(archives)
Le dernier sondage confirme que la première chose que les électeurs demandent aux candidats à l'élection municipale de dimanche est d'attirer des entreprises et de créer des emplois.
À Saguenay, les candidats semblent avoir bien compris le message. Ainsi, le maire sortant, Jean Tremblay, mise sur les croisières, tandis que la candidate du Parti vision nouvelle, Mireille Jean, parle d'emplois de qualité pour remplacer ceux perdus aux usines Port-Alfred et Arvida.

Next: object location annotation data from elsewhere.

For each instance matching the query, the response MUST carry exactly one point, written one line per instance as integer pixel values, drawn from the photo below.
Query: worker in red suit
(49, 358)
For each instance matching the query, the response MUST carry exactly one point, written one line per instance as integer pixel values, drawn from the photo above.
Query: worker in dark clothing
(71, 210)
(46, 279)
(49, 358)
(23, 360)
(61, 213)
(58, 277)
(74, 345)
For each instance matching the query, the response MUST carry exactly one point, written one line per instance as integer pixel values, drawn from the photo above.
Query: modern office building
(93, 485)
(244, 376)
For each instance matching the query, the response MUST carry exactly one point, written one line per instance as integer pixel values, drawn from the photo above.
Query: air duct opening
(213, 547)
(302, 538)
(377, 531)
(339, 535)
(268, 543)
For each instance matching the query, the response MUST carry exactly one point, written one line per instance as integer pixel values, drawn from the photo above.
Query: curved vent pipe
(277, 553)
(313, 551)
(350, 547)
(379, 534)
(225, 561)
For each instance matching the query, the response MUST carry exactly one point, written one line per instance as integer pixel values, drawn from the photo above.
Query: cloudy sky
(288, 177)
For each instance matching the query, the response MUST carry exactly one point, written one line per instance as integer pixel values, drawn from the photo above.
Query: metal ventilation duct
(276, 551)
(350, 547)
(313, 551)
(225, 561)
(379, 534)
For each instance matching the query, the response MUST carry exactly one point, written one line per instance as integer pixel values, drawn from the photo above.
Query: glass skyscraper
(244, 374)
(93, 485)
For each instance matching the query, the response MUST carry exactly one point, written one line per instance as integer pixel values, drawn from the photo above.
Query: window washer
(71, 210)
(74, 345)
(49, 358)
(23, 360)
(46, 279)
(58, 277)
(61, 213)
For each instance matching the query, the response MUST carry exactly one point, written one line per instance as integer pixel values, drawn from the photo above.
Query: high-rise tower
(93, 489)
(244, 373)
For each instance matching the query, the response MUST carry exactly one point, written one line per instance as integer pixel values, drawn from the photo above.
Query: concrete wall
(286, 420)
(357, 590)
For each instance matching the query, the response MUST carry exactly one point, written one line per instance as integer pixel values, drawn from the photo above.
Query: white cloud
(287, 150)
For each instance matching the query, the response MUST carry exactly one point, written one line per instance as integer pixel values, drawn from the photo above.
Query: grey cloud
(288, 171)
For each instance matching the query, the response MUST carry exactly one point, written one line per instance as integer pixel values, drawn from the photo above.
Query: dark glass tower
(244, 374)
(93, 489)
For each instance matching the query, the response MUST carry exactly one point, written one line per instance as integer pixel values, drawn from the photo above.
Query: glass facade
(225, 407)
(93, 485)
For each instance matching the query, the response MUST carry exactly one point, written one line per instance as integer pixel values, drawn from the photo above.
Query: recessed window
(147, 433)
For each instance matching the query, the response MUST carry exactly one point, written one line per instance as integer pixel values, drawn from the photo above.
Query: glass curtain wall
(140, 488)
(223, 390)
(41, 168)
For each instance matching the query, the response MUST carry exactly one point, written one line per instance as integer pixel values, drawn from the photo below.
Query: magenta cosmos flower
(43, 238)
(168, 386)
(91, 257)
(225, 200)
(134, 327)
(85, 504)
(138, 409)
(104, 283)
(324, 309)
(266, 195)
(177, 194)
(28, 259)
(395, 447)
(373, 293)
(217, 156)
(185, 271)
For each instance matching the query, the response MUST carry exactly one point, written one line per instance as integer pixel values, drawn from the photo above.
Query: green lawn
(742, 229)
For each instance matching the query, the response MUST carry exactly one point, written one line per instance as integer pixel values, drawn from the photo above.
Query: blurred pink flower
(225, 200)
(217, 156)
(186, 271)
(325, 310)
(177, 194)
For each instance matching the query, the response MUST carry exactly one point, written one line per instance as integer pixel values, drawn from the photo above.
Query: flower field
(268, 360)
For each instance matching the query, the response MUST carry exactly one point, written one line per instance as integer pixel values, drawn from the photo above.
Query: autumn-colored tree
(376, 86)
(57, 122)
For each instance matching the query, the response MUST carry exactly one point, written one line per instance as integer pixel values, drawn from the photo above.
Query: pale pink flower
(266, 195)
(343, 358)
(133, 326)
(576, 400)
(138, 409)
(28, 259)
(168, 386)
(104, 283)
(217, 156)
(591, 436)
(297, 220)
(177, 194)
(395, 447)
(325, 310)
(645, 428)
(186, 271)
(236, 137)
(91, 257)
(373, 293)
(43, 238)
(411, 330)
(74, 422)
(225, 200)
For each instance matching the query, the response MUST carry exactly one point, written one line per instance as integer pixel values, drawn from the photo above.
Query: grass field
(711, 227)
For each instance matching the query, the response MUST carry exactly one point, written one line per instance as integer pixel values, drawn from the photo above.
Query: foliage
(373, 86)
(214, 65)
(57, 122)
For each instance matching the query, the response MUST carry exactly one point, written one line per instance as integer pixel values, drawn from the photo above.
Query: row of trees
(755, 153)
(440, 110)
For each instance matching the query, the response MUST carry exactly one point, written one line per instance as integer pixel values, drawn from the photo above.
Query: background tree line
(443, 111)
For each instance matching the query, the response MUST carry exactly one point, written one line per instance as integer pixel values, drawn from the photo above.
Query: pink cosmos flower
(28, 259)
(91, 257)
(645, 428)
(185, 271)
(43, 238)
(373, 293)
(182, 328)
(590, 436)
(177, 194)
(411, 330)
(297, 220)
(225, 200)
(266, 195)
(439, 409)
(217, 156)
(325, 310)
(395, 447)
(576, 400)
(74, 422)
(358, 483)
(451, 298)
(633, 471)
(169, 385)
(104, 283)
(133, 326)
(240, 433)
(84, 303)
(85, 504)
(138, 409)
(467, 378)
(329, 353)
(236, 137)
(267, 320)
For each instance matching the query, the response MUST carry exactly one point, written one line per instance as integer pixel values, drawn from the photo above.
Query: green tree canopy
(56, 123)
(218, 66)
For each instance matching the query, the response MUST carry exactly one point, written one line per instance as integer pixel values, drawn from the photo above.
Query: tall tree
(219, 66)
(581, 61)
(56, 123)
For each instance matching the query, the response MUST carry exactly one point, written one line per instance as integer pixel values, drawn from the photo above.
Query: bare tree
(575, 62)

Tout le monde s'entend toutefois pour dire que les municipalités n'ont pas vraiment les moyens d'influencer les décisions des entreprises, surtout les grandes sociétés comme Alcan et Abitibi-Consolidated.
Si les principaux candidats à la mairie de Saguenay ont bien saisi le message de la population qui veut qu'on crée des emplois dans la région, on s'entend toutefois pour dire que les vrais outils pour attirer des entreprises sont à Québec et à Ottawa.
Jean Tremblay l'a d'ailleurs appris dans le dossier de la papeterie Port-Alfred. Selon lui, les choses ne sont pas à la veille de changer: « Pensez-vous que c'est le maire de la ville qui va faire en sorte que les usines d'Alcan vont rester ouvertes? », dit-il, ajoutant qu'il s'inquiétait du silence des députés et du premier ministre sur cette question.
Selon le maire sortant, les vrais outils susceptibles d'infléchir les décisions des entreprises sont à Québec et surtout à Ottawa. Cela ne veut pas dire pour autant que les municipalités n'ont aucun rôle, soutient l'économiste Marc-Urbain Proulx, de l'Université du Québec à Chicoutimi: « S'ils (les élus municipaux) réussissent à ficeler des projets intéressants, là ils peuvent aller chercher l'appui et de l'aide des gouvernements supérieurs. C'est ce qu'on fait d'ailleurs relativement bien dans la région », dit-il.
Un des outils qui s'offrent aux municipalités pour attirer des entreprises est la qualité de leurs infrastructures, notamment les parcs industriels, de même que leur promotion industrielle. Selon l'ancien maire de Roberval, Claude Munger, si l'entreprise ne vient pas chez soi, elle aboutira chez le voisin et y paiera ses impôts fonciers: « Il y a une concurrence certaine. Elles doivent faire en sorte d'essayer d'attirer des investissements, pour que le secteur se développe », soutient-il.
Reste que la création d'emplois demeure un thème électoral très rentable. Les sondages le prouvent, et le fait qu'il s'agit souvent d'un voeu pieux ne dérange nullement les électeurs.